The steps involved in forming a forecast include deciding exactly what is to be forecast, the forecast horizon, the data that is available for use, the model forms or techniques to be considered, the cost function to be used in the evaluation procedure, and whether just one single forecast would be produced or several alternatives. It is good practice to decide on the evaluation to be used before starting a sequence of forecasts. If there are several alternative forecasting methods involved, a weighted combination of the available forecasts is both helpful for evaluation and can often provide a superior forecast.

The central problem in practical forecasting is choosing the model from which the forecasts will be derived. If a univariate information set is used, it is natural to consider the model developed in the field of time-series analysis. A class of models that has proved to be successful in short-term forecasting is the autoregressive (AR) model class. If a series is regressed on itself up to p lags, the result is an AR(p) model. These models were originally influenced by Box and Jenkins (1970) as a particularly relevant subclass of their ARMA (p, q) models, which involve moving average components. The number of lags in an AR(p) can be chosen using a selection criterion; the most used are the Bayes information criterion (BIC) and the less conservative Akaike information criterion (AIC).
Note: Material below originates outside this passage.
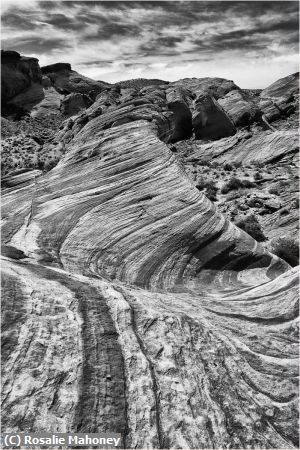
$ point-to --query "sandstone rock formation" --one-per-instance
(131, 302)
(20, 81)
(66, 80)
The natural extension was to vector autoregressive models. Later, when it was realized that many series in macroeconomics and finance had the property of being integrated, and so contained stochastic trends, the natural multivariate form was the error-correction model. It is quite often found that error-correction models improve forecasts, but not inevitably. There are a variety of ways of building models with many predictive variables, including those with unobserved components and using special data, such as survey expectations, real-time macro data, and seasonal components.

In recent years the linear models have been joined by a variety of nonlinear forms (see Terasvita 2006), including switching models and neural networks as well as linear models with time varying coefficients estimated using Kalman filters.
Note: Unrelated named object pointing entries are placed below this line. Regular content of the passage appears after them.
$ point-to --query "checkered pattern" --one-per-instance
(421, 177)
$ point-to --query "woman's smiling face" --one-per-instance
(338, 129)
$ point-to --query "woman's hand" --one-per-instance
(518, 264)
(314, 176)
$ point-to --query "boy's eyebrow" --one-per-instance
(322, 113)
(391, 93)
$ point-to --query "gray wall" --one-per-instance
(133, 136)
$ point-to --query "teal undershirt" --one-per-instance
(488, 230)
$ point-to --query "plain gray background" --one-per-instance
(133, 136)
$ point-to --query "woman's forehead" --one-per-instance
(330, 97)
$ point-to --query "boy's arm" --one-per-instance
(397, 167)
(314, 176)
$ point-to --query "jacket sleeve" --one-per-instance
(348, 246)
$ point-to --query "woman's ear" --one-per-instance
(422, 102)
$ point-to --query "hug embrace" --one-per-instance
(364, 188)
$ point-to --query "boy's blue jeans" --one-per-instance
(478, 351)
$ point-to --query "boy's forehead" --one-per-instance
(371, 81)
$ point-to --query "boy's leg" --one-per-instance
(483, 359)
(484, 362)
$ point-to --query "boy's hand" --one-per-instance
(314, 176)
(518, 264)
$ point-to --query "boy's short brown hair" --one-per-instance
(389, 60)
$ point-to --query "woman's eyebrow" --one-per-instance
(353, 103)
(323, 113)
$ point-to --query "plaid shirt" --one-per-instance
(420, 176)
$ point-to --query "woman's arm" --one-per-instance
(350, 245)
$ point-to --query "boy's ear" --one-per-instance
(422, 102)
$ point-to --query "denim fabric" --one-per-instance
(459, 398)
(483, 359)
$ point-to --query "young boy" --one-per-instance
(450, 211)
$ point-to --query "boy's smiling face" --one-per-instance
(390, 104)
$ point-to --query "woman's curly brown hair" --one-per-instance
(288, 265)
Traditionally, forecasters concentrated on the mean of the predictive distribution. Towards the end of the 20th century considerable attention was given to forecasting the variance of the distribution, particularly in the financial area, often using Engle’s (1995) ARCH model or one of its many generalizations (see the survey by Andersen et al. 2006). Recently forecasts of the whole distribution have become more common in practice, both in finance and in macroeconomics: see Corradi and Swanson (2006) for a recent discussion. These forecasts will include discussions of quantiles, and the use of copulas gives a way into multivariate distribution forecasts. The topics mentioned in this paragraph are covered by chapters in Elliott et al. (2006).